Durante a operação Chuvas de Verão, que vai de dezembro a abril, foram registradas 958 ocorrências de alagamentos em 2020. Em 2021, foram 682 e, em 2022, 490. Até o fim de janeiro deste ano, quando a operação ainda estava em andamento, foram contabilizadas 230 ocorrências de alagamentos.
Para combater enchentes, São Paulo conta com cerca de 60 estruturas, que incluem piscinões e polders (estações de bombeamento) — e novas intervenções estão sendo realizadas nas áreas de limpeza, manutenção nos sistemas de macro e microdrenagem e de proteção na contenção de encostas e estabilização de terrenos, especialmente em áreas de risco.
No momento, período mais seco do ano, a Secretaria Municipal de Infraestrutura Urbana e Obras (Siurb) mantém 51 obras de drenagem, entre elas estão a construção de novos piscinões e canalizações e a recuperação de galerias, margens e muros de arrimo em córregos.
Obras
Para combater enchentes na região do Ribeirão Perus a Prefeitura afirma que serão construídos quatro piscinões, 1,1 quilômetro de canalização do córrego e três pontes, obras com reflexos nos bairros de Vila Caiuba, Vila Inácio, Vila Perus, Recanto dos Humildes e Jardim Adelfiore. Cerca de 146 mil pessoas devem ser beneficiadas, de acordo com a administração municipal. O investimento é de R$ 130 milhões.
Com mais R$ 25 milhões, duas novas galerias, com 300 metros de extensão cada, estão sendo construídas sob a avenida Manoel Bolívar para melhorar a capacidade do sistema de drenagem no Jardim Carombé.
Também estão sendo feitos seis novos reservatórios para contenção de cheias: quatro deles estão na bacia do Ribeirão Perus, um na bacia do Morro do S e um no Córrego Antonico (realização em parceria com o Governo do Estado).

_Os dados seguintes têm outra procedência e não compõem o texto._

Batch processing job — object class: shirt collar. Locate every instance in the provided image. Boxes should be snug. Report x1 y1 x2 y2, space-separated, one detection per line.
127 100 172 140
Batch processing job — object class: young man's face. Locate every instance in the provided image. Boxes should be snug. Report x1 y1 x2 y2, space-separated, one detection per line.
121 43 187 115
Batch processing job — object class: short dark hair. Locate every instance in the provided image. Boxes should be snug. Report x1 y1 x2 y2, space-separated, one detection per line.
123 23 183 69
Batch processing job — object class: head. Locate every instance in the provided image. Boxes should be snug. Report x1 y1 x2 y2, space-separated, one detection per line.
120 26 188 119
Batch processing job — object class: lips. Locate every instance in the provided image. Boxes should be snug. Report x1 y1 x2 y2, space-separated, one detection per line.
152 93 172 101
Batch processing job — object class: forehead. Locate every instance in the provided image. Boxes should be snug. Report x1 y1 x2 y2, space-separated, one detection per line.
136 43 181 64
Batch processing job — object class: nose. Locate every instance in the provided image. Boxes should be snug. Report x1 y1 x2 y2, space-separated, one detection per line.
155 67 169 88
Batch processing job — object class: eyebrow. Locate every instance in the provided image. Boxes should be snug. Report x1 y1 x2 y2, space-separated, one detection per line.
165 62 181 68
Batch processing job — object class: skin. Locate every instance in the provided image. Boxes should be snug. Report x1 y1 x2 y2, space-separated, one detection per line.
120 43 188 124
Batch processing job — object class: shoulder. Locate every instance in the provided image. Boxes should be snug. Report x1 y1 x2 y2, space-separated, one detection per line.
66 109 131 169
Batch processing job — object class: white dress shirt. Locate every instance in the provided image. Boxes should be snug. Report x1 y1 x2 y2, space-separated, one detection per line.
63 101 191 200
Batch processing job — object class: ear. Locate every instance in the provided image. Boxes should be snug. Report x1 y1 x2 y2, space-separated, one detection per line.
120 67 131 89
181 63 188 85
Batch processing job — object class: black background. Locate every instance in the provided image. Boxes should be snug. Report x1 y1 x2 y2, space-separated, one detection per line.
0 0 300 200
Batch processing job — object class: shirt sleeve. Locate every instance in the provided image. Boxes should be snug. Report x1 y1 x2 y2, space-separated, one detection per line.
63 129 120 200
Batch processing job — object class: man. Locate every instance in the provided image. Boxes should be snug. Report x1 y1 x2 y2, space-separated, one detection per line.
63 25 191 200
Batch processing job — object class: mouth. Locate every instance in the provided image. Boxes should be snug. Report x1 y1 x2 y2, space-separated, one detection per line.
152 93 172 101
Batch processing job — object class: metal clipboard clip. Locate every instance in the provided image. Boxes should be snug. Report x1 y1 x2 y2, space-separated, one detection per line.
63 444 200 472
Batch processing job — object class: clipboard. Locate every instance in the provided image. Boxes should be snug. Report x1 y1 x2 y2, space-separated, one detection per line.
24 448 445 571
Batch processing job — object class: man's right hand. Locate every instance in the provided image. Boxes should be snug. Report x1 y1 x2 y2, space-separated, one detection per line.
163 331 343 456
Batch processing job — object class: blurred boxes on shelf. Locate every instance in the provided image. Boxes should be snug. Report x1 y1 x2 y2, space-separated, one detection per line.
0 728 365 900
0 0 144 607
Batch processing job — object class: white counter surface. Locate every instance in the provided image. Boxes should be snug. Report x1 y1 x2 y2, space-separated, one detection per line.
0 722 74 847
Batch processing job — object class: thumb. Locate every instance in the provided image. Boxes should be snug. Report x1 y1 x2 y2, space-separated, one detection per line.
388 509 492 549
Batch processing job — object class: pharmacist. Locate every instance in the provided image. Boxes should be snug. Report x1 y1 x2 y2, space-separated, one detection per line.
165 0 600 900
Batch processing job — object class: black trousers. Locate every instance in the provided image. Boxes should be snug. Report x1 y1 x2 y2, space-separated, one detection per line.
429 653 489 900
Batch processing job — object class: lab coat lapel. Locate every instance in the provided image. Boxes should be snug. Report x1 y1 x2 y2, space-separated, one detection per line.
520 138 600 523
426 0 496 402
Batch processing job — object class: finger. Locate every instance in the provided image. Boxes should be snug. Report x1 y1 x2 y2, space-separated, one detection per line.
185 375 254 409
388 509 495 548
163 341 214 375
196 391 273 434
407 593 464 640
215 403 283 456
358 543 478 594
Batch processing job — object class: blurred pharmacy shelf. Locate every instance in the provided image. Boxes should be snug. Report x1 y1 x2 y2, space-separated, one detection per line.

Outros R$ 179 milhões para a canalização do córrego Água dos Brancos e ações no Capão Redondo, Campo Limpo, Vila Andrade e Jardim São Luís devem ajudar 870 mil pessoas. A previsão de conclusão é para maio de 2025. Em Itaquera, mais de 124 mil moradores devem ser atendidos com as obras de contenção do córrego Jacupeval.
Inteligência artificial
Para monitorar os piscinões e as condições climáticas, são empregados sistemas inteligentes como o Urano, em operação desde o verão de 2021. Ele permite a previsão de eventos meteorológicos extremos (como chuvas intensas e ventos fortes) a partir da integração com instrumentos de superfície do Sistema de Alertas a Inundações de SP (Saisp) e do CGE.

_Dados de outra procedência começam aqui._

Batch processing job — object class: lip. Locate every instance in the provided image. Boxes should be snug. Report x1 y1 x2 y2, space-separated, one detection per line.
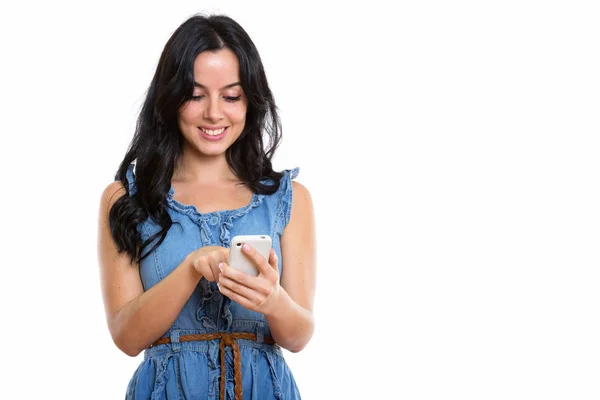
198 126 229 142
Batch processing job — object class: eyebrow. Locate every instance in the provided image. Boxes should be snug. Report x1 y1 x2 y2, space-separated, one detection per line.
194 82 242 90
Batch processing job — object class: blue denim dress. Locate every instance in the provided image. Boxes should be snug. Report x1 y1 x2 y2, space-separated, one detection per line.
126 164 300 400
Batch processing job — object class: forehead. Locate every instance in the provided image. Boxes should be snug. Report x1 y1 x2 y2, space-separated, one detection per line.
194 49 240 88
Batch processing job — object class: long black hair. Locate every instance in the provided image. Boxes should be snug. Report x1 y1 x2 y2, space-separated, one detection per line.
109 15 283 262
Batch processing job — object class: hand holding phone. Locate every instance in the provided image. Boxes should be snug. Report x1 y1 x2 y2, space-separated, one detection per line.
229 235 273 276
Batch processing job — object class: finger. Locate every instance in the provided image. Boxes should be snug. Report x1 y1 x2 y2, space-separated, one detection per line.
193 258 218 282
219 263 261 290
219 285 254 310
219 274 260 304
269 248 279 272
242 243 273 276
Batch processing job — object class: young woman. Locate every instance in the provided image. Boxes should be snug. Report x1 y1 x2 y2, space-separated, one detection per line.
98 16 316 399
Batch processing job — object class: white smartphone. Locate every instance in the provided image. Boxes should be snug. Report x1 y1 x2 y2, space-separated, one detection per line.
229 235 272 276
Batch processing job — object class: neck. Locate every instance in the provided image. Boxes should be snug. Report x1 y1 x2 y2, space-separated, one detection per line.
173 150 238 184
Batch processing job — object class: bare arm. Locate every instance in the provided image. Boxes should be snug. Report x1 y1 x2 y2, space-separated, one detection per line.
98 182 221 357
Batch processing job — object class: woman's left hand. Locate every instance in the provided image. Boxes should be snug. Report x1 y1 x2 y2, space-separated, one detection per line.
217 245 281 315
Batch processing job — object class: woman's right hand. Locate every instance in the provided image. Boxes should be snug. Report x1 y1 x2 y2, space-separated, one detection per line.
188 246 229 282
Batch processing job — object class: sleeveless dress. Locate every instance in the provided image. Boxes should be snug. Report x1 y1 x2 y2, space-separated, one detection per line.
126 163 300 400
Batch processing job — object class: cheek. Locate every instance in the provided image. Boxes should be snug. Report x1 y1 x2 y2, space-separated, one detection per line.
230 105 248 124
179 104 198 125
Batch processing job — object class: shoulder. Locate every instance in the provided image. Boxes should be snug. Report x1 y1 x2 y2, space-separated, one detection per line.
290 181 313 219
292 181 312 203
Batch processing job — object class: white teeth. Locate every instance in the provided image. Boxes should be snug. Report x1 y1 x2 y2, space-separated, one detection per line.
200 128 225 136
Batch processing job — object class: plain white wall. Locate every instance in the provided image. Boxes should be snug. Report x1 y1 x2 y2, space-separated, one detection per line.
0 0 600 400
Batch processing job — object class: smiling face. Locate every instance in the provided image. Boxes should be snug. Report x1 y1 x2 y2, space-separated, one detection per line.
179 49 248 156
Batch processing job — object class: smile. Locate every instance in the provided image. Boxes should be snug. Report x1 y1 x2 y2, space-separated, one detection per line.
200 128 227 136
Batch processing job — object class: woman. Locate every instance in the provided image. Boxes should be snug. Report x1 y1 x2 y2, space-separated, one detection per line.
98 16 316 399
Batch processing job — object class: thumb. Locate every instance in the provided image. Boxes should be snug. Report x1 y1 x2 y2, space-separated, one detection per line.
269 248 279 271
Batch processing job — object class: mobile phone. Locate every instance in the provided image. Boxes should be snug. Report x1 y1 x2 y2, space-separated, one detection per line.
229 235 272 276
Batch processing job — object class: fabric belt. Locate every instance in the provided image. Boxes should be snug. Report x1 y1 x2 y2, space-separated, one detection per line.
150 332 275 400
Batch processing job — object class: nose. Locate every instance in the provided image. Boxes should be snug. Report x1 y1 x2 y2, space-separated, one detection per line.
204 96 223 121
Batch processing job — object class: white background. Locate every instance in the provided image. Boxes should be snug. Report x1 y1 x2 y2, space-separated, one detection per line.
0 0 600 400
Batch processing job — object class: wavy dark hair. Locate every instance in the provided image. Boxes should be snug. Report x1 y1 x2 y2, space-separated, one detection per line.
109 15 283 262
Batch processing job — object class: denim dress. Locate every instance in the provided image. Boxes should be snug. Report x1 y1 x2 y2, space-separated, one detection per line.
126 164 300 400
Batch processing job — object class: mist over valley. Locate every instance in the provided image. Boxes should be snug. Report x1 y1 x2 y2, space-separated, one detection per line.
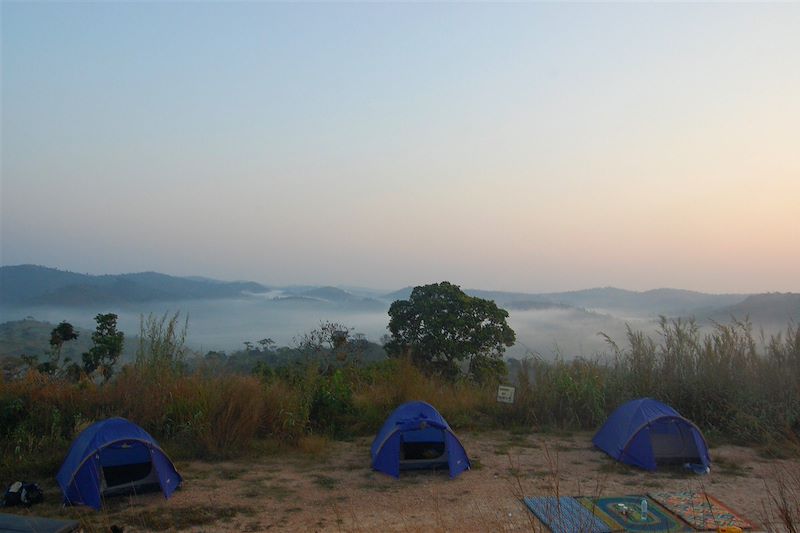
0 265 800 359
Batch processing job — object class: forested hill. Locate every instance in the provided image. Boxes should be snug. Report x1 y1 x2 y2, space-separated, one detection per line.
0 265 269 305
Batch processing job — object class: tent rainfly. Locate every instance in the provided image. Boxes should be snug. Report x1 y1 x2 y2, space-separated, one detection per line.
371 402 470 478
592 398 711 472
56 418 181 510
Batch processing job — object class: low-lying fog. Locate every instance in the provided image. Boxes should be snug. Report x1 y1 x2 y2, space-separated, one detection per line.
0 298 785 359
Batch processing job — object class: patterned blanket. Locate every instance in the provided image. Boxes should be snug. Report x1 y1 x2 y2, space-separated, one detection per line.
649 492 753 531
578 495 692 533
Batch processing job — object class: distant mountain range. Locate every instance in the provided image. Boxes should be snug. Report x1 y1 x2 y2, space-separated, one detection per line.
0 265 269 306
384 287 748 316
0 265 800 323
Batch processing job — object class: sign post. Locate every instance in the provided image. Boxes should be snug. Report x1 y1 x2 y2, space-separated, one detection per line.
497 385 516 403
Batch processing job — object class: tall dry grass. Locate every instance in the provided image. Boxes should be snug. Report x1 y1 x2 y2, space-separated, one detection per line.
0 315 800 478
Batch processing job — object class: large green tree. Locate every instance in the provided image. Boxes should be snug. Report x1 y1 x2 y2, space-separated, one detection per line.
386 281 516 381
83 313 125 381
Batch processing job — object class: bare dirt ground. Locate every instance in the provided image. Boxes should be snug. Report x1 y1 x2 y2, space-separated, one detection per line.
3 431 800 532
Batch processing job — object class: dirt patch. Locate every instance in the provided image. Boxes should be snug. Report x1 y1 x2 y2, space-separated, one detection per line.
3 431 798 533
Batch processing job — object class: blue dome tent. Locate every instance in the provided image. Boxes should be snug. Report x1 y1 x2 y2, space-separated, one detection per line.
56 418 181 510
592 398 711 471
371 402 470 478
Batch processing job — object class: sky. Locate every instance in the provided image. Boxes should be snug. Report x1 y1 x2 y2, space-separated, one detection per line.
0 1 800 292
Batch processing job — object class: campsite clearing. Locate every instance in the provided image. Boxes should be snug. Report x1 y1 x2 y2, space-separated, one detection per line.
4 431 800 533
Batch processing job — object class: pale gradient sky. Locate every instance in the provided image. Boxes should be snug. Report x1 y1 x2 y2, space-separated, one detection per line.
0 2 800 292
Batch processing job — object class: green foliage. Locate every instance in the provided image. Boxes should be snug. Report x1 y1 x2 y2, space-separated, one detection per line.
309 369 355 437
136 311 189 374
0 316 800 477
22 322 80 379
386 281 516 382
83 313 125 381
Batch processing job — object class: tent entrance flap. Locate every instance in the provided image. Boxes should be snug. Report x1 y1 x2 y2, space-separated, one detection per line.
400 428 447 469
100 441 160 496
650 419 702 465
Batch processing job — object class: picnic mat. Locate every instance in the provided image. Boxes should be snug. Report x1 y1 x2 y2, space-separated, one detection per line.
523 496 611 533
649 492 753 531
578 495 693 533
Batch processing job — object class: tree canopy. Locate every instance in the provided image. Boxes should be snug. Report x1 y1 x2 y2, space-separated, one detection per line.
386 281 516 381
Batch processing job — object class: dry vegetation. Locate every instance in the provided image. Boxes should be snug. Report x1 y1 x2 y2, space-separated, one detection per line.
0 320 800 531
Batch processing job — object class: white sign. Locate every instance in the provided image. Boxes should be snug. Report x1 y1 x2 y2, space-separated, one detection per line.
497 385 517 403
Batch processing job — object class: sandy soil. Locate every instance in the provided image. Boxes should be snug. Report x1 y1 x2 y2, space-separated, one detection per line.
3 431 800 532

No Centro de Controle Operacional, o monitoramento é feito por uma equipe em turnos alternados e ocorre 24 horas por dia, de domingo a domingo. Além de possibilitar o cruzamento de dados para calcular as probabilidades de alagamentos, inundações, queda de árvores e deslizamentos, Urano também centraliza o acompanhamento do armazenamento de água dos piscinões, drenagem e escoamento da água, realizado por sensores nos reservatórios e túneis.